Five characteristics that are used to form a judgement about a customer's creditworthiness:
character, capacity, capital, collateral, and conditions.


Foreign tax credit

Home country credit against domestic income tax for foreign taxes paid on foreign
derived earnings.


Formalized Line of Credit

A contractual commitment to make loans to a particular borrower up to a specified maximum during a specified period, usually one year.


Forward Fed funds

Fed funds traded for future delivery.


Full Credit Period

The period of trade credit given by a supplier to its customer.


Full faith-and-credit obligations

The security pledges for larger municipal bond issuers, such as states and
large cities which have diverse funding sources.

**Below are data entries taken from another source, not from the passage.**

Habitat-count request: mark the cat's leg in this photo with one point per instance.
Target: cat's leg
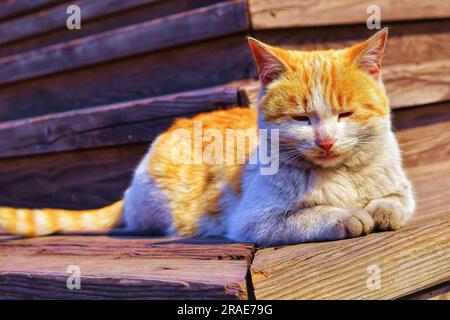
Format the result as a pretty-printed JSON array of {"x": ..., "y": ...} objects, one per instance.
[
  {"x": 319, "y": 223},
  {"x": 146, "y": 209},
  {"x": 393, "y": 211}
]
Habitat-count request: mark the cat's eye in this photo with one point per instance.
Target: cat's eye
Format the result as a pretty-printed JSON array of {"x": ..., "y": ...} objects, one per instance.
[
  {"x": 302, "y": 118},
  {"x": 345, "y": 115}
]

Funds From Operations (FFO)

Used by real estate and other investment trusts to define the cash flow from
trust operations. It is earnings with depreciation and amortization added back. A similar term increasingly
used is funds Available for Distribution (FAD), which is FFO less capital investments in trust property and
the amortization of mortgages.


growth funds

Mutual funds that seek long-term capital growth. This type of fund invests primarily in equity securities.


Immediate settlement

Delivery and settlement of securities within five business days.


income funds

Mutual funds that seek regular income. This type of fund invests primarily in government, corporate and other types of bonds, debt securities, and other income producing securities and in certain circumstances can also hold common and preferred shares.


index funds

Mutual funds that aim to track the performance of a specific stock or bond index. This process is also referred to as indexing and passive management.

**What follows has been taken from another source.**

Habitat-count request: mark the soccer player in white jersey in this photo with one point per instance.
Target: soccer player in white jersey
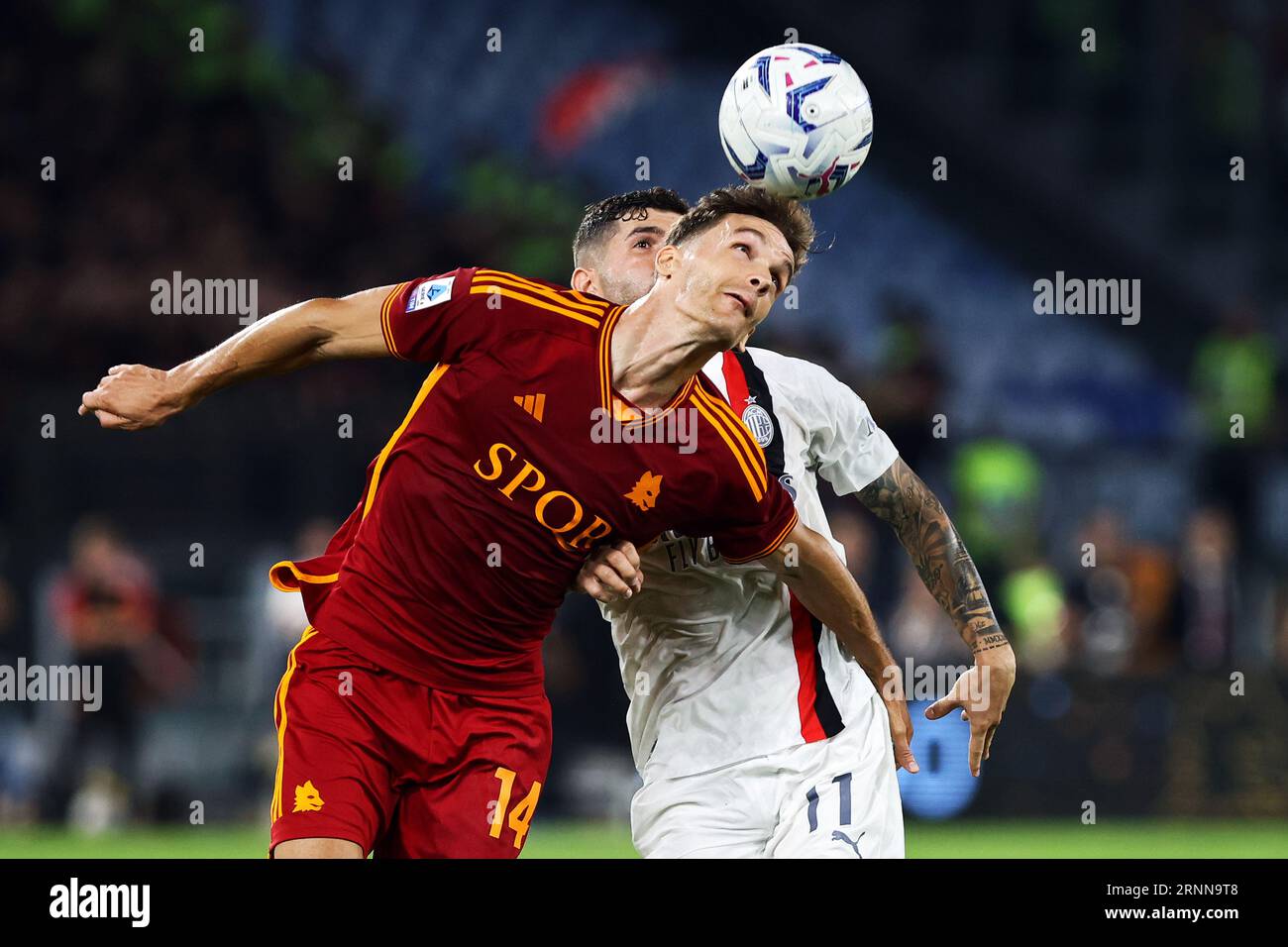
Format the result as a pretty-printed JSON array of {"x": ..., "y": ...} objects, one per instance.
[{"x": 756, "y": 735}]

Insurance Policy (Credit Insurance)

A policy under which the insurance company promises to pay a benefit of the person who is insured.


Intermediary

An independent third party that may act as a mediator during negotiations.


Intermediate Good

A good used in producing another good.


Intermediate-term

Typically 1-10 years.


Intermediation

Investment through a financial institution. Related: disintermediation.


internally generated funds

Cash reinvested in the firm; depreciation plus earnings not paid out as dividends.


Interplant transfer

The movement of inventory from one company location to
another, usually requiring a transfer transaction.


Investment tax credit

Proportion of new capital investment that can be used to reduce a company's tax bill
(abolished in 1986).


Investment Tax Credit

A reduction in taxes offered to firms to induce them to increase investment spending.


Job Loss Insurance (Credit Insurance)

Coverage that can pay down your debt should you become involuntarily unemployed. The payment is made to your creditors to reduce your debt owing.


Labour-Sponsored Venture Funds

Venture capital corporations established by labour unions. They function as other venture capital corporations but are subject to government regulation.


Lease (Credit Insurance)

Contract granting use of real estate, equipment or other fixed assets for a specified period of time in exchange for payment. The owner or a leased property is the lessor and the user the lessee.


Lender (Credit Insurance)

Individual or firm that extends money to a borrower with the expectation of being repaid, usually with interest. Lenders create debt in the form of loans. Lenders include financial institutions, leasing companies government lending agencies and automobile dealers.